North Carolina’s legislature is also debating a prohibition. House Bill 828, filed with bipartisan backing, would bar wagers on individual actions or statistics that do not directly affect a game’s final outcome. The proposal followed a record handle month driven by March Madness and the NBA and NHL seasons, a reminder that the most popular betting windows often coincide with peak pressure on college athletes. Details of the bill’s definition and effective date target are in coverage of North Carolina’s proposed ban.
The NCAA has also highlighted states that already restrict college player prop bets, positioning those regimes as models others could adopt. It is a state-by-state chessboard, with momentum building but timelines and specifics differing.
The pushback: revenue, freedom and a slippery slope
Efforts to curtail prop betting are meeting resistance, particularly when proposals extend beyond college sports. In Ohio, Gov.
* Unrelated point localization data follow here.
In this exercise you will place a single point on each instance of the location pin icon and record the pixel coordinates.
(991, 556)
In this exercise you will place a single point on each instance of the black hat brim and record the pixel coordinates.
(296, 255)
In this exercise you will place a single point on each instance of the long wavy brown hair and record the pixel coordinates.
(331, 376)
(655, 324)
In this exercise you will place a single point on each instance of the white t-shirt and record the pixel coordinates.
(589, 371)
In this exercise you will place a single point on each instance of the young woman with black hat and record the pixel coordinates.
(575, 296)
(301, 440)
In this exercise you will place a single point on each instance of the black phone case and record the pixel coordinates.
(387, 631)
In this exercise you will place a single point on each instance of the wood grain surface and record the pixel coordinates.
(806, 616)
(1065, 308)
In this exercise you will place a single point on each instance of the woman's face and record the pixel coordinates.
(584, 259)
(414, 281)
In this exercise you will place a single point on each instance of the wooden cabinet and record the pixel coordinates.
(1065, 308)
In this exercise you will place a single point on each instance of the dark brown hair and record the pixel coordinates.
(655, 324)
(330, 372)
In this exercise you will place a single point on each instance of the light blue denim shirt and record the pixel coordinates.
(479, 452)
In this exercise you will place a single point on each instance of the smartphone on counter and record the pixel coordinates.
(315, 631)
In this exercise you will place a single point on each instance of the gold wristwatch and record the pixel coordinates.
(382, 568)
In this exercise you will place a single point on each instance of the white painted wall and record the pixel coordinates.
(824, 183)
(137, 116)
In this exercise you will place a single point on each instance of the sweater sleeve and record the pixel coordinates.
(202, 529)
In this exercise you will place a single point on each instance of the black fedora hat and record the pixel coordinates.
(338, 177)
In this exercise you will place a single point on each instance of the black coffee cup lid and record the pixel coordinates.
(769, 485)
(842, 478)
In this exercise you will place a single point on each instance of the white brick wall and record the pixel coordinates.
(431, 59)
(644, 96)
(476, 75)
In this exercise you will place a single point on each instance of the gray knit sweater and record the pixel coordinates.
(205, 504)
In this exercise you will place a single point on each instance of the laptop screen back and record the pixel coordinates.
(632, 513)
Mike DeWine urged regulators to remove certain props after probes involving professional athletes, prompting a public rebuttal from a state lawmaker who defended the wagers as core to consumer choice and tax collections. Rep. Brian Stewart said props remain popular and significant for revenue, and he pressed for reinstating college markets even as the state maintains its current college prop ban. The statehouse split is captured in reporting on Ohio’s intrastate fight over prop bets.
The revenue argument resonates in jurisdictions where betting taxes backfill budgets. But integrity authorities counter that any short-term gains are outweighed by enforcement costs, reputational damage and the risk of driving bettors to offshore sites if regulated markets fail to set guardrails. That tradeoff—consumer demand versus integrity and athlete safety—sits at the center of the Missouri debate.
What Missouri’s choice signals for the market
If Missouri removes college player props, it would join a growing cluster of states tightening collegiate offerings after the latest federal case. Such a step would align with the NCAA’s strategy: curb the most sensitive markets through state rulemaking while leaning on official data partnerships to limit negative bet types. It would also mirror action in places like New Jersey and North Carolina, where elected officials and regulators are building formal bans into statute or rule.
A contrary decision would mark Missouri as an outlier at a moment when integrity concerns are ascendant. Regulators would likely face pressure to expand monitoring and enforcement, while sportsbooks could position the state as a differentiated market for player-centric engagement during the college basketball calendar. Either way, the call will be closely watched. Operators adjust menus state by state, and athletes, universities and integrity firms calibrate their safeguards accordingly.
The broader lesson is that college sports betting rules are no longer static. Scandals have accelerated policy cycles, and the NCAA has learned to pair public advocacy with contractual mechanisms that influence how sportsbooks construct markets. Missouri’s move will help define the next phase—whether more states converge on a baseline of restricted college player props, or whether resistance in some capitols sustains a patchwork where the same bet is legal in one state and outlawed in the next.